Nel Magnificat ci colpisce la gioia di Maria, una gioia che scaturisce dall’umiltà: «L’anima mia magnifica il Signore e il mio spirito esulta in Dio mio Salvatore, perché ha guardato l’umiltà della sua serva». Maria percepisce lo sguardo di Dio su di lei perché riconosce di essere creatura, debole e limitata. Riconoscere il suo limite di creatura non la deprime ma è motivo di esultanza e di lode perché proprio accettando il proprio limite scopre la grandezza dell’amore di Dio e diventa capace di vedere le «grandi opere» che lui ha fatto in Lei.
Abbiamo bisogno anche noi di riscoprire il valore dell’umiltà in una cultura dove sembra valere solo il farsi vedere, mostrare di essere più degli altri e dove la prepotenza e la violenza dilagano. Maria ha scoperto che c’è un’altra logica, la logica di Dio, che rovescia le gerarchie umane: Lui, l’Onnipotente, ha «disperso i superbi», «ha rovesciato i potenti dai troni, ha innalzato gli umili, ha ricolmato di beni gli affamati, ha rimandato i ricchi a mani vuote». Chiediamoci che cosa vuol dire fare nostra questa logica di Dio?
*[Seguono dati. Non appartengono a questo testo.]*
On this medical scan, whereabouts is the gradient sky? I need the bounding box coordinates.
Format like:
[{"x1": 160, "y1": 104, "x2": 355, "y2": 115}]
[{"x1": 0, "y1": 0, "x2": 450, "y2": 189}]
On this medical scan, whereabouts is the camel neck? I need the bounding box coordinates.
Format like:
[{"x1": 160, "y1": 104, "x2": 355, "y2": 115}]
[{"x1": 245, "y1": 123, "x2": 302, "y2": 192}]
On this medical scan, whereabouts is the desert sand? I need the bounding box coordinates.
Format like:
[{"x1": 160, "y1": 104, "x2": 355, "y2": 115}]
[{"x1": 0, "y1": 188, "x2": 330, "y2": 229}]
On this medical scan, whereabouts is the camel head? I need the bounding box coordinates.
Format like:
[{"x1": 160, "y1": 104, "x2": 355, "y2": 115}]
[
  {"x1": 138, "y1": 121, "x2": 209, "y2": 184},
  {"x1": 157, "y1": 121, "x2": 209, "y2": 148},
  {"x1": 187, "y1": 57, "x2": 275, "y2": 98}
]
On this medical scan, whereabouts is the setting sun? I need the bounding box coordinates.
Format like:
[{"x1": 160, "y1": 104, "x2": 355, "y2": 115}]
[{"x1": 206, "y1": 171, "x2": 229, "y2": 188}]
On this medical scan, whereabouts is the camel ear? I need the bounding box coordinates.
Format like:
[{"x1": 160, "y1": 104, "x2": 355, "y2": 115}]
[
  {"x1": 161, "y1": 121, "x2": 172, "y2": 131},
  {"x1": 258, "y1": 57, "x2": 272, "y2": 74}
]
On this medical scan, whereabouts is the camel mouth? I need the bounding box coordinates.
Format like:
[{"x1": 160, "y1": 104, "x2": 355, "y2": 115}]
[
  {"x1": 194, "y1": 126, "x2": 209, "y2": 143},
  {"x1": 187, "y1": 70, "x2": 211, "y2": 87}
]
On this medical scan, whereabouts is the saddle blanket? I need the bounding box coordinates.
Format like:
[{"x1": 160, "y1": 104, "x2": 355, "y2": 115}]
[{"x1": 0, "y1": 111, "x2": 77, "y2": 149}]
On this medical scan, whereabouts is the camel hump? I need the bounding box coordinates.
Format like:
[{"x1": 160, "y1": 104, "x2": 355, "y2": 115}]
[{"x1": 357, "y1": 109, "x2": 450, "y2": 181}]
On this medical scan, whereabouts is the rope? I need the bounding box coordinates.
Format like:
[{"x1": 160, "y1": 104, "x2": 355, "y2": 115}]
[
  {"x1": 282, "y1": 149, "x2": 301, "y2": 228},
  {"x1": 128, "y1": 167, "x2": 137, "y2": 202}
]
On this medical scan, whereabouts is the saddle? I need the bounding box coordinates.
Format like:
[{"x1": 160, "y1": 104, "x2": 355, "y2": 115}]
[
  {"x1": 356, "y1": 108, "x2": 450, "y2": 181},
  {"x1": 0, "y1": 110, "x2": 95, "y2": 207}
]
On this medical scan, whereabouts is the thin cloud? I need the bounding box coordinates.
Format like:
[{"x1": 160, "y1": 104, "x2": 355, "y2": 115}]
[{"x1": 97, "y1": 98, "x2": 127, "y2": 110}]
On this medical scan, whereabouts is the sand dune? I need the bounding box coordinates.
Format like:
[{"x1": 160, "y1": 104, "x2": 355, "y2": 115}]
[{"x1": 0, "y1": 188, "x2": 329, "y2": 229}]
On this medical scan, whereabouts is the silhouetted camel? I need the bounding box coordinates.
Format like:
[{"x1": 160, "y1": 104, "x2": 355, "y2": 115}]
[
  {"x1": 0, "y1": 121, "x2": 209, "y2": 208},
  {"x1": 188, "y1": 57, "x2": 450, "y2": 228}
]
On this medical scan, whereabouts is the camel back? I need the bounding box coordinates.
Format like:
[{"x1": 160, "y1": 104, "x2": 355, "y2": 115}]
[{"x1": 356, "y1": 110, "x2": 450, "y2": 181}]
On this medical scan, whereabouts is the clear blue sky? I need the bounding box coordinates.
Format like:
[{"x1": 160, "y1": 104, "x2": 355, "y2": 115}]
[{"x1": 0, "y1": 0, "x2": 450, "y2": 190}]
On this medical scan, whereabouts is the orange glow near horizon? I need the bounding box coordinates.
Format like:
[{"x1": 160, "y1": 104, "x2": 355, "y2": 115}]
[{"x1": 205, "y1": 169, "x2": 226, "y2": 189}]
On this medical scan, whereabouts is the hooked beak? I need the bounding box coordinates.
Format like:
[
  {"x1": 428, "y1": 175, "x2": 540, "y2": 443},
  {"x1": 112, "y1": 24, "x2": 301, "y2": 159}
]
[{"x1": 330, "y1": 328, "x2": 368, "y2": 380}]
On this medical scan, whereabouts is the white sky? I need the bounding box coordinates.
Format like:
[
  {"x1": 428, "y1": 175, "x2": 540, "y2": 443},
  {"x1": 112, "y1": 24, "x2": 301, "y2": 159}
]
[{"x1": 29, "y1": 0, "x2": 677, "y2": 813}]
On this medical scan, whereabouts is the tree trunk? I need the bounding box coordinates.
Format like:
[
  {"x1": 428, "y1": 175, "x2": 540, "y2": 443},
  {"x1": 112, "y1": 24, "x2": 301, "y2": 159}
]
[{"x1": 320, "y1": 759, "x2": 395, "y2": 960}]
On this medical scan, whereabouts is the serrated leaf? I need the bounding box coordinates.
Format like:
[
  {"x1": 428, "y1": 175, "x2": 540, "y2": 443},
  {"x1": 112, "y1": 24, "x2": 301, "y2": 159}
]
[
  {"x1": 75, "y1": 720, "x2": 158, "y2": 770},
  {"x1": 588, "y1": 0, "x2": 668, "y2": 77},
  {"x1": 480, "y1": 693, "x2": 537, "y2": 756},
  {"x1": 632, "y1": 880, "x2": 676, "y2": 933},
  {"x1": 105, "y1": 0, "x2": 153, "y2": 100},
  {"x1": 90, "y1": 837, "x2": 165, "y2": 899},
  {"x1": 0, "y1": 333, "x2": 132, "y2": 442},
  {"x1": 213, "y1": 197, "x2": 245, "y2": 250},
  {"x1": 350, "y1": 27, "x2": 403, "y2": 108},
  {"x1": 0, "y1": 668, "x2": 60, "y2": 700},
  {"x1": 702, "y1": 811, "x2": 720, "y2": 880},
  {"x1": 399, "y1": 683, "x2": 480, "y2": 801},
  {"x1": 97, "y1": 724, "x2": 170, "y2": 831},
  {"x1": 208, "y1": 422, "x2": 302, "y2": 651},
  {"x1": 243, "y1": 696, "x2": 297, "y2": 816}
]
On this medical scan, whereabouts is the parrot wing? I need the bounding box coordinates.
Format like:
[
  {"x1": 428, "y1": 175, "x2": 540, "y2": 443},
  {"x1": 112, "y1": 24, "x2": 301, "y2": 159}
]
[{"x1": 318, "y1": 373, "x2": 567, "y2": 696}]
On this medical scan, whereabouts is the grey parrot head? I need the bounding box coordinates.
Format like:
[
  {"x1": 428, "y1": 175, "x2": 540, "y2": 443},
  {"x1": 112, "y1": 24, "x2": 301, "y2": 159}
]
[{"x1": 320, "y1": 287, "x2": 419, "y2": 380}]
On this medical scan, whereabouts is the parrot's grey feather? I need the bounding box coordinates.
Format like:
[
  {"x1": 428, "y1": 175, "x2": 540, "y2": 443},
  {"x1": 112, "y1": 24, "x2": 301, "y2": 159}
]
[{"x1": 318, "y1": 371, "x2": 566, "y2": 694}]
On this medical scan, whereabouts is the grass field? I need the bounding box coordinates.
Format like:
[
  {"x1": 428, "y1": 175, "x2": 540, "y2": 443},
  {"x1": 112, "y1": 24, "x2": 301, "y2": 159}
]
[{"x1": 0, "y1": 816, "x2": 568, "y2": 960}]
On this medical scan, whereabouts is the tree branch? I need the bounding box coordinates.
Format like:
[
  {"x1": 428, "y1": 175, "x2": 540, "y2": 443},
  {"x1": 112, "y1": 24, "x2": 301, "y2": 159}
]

Significa ad esempio cercare l’amicizia dei poveri e dei deboli (mentre siamo portati a cercare di farci amici i potenti e i ricchi), significa saper andare controcorrente e non cercare la felicità nell’accumulo di beni.
L’umiltà non è solo una virtù individuale, è anche il fondamento della vita sociale: solo chi è umile sa collaborare con gli altri e costruisce relazioni positive. La vita sociale ha quanto mai bisogno di uno stile «mariano», ispirato all’umiltà e al servizio. Ricordiamo tutto questo mentre al termine di questa celebrazione rinnoveremo il voto a Maria: se vogliamo che Lei manifesti ancora la Sua materna intercessione per noi e per questa città, cerchiamo di metterci alla sua scuola perché la nostra vita sia veramente segnata dal Vangelo di Gesù.